Embutido is a Filipino-style meatloaf, often made for special occasions. It has a unique sweet and savory flavor from ingredients like raisins, bell peppers, and a ketchup-based sauce. The usual ground pork and chicken embryo is a tasty meat mixture that is steamed or baked in a loaf shape.
In a large bowl, mix the ground meats, onion, garlic powder, carrots, red bell pepper, beaten eggs, breadcrumbs, ketchup, pickled relish, soy sauce, and black pepper until well combined. Stir in raisins if you desire.
Take about ½ cup of the meat mixture and flatten it on the foil. covering about half of the foil. Don't forget to leave some space at the ends, about 2 inches on each side. Place half of the hot dog and hard-boiled egg slices in the middle of the flattened meat mixture. Shape the meat mixture into a log shape, about 6-7 inches long.
Place the embutido in a steamer and steam for 40-45 minutes until cooked through. (If using foil, place the log seam side down in a baking dish and bake at 375°F for the same amount of time instead of steaming).

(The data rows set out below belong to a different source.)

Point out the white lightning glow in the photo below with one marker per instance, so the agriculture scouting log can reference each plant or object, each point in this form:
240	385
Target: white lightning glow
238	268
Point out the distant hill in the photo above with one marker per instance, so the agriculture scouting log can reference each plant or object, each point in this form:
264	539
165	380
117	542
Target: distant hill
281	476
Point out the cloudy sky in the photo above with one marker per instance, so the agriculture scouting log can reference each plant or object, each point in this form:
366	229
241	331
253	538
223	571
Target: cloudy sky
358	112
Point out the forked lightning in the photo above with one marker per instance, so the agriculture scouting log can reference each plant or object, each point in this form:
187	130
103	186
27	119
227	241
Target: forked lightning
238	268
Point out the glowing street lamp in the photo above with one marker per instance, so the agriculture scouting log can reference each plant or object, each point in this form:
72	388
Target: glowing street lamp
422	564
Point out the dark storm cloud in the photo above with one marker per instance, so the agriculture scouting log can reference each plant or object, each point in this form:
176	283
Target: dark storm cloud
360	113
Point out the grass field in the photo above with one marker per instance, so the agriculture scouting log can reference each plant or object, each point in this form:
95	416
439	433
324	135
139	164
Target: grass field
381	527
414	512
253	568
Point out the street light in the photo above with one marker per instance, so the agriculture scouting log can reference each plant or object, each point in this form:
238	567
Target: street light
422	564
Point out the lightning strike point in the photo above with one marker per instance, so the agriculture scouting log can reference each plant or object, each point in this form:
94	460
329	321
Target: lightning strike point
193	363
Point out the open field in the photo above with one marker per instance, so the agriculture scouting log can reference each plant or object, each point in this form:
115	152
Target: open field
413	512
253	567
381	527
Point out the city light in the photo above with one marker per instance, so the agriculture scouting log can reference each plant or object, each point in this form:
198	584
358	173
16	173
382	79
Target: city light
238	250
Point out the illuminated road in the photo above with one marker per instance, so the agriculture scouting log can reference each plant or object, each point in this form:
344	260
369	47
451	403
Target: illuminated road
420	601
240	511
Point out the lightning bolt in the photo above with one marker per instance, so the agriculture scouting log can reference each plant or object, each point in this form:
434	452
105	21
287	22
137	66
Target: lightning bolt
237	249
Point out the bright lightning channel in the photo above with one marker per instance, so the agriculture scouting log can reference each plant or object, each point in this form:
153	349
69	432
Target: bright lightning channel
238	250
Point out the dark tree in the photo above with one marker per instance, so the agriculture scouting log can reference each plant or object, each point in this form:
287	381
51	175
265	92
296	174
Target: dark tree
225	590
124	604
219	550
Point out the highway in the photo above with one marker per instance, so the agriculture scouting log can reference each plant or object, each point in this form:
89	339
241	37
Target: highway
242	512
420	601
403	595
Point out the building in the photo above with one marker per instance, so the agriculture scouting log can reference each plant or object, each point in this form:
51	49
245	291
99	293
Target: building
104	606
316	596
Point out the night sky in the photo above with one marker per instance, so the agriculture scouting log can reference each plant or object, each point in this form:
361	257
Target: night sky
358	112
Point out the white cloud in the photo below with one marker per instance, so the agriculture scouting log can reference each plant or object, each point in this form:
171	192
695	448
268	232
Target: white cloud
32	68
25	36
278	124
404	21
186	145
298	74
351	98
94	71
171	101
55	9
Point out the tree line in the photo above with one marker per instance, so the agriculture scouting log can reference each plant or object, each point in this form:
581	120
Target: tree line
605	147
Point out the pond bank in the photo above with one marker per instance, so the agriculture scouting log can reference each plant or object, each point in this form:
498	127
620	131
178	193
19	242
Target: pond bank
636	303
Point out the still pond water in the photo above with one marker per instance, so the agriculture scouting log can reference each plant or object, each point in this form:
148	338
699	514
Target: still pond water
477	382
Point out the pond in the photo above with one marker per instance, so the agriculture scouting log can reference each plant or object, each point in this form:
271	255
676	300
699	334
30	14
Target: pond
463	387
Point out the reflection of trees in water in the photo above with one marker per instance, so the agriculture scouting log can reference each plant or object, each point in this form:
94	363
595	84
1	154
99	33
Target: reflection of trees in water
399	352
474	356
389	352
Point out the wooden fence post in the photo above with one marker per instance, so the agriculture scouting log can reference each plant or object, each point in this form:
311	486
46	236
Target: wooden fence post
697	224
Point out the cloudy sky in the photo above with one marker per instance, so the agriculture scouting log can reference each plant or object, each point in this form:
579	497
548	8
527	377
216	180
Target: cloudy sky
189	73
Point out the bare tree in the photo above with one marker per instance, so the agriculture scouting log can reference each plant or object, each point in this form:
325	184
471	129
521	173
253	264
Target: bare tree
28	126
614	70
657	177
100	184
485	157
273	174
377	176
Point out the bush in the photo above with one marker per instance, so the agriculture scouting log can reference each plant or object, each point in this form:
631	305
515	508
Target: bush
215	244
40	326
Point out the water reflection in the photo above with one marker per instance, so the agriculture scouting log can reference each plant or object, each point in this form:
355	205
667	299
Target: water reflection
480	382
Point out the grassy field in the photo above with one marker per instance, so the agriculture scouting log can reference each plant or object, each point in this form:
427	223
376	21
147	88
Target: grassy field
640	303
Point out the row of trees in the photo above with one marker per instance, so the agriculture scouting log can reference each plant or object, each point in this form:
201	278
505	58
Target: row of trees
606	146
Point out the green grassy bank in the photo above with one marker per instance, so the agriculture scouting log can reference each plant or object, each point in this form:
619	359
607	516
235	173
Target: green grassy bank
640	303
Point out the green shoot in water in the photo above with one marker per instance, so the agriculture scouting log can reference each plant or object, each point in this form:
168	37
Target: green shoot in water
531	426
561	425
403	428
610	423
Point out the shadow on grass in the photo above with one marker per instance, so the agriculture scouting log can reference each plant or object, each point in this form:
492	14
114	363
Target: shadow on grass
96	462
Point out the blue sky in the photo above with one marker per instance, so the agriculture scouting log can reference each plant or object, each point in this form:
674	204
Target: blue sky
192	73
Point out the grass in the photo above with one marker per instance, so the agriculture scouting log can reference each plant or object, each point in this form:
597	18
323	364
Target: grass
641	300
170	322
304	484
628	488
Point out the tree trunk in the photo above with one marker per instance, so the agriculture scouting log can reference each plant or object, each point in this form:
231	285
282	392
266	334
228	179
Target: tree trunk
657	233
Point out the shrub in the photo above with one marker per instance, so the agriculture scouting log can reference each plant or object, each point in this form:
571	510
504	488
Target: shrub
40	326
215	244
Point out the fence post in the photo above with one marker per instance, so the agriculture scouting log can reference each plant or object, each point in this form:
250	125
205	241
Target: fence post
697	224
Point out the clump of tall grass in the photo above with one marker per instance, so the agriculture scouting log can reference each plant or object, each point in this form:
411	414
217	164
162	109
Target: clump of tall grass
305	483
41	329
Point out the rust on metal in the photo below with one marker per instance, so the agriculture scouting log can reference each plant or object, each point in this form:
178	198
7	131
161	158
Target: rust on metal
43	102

Allow the embutido to cool before slicing. Serve with rice. Enjoy!
Notes
Notes
Steaming keeps it extra moist and gives a soft, cake-like texture. Baking in the oven makes the outside crispy. I recommend baking at 375°F for 45 minutes until the internal temperature reaches 165°F.
For extra flavor a nice crispy texture, and golden brown, you can fry the special embutido in a pan with cooking oil until it turns golden brown and crisp on the outside. You can do this step before slicing them.
Slice the embutido thick and pair it with rice, a fried egg, and a dash of ketchup. For a complete Filipino feast, serve this with Pancit Bihon, Pork Lumpia or Beef Lumpia, and Chicken Adobo. You can also cut it into cubes to put in soup or skewer for appetizers. Leftovers are fantastic in fried rice or egg omelet for breakfast.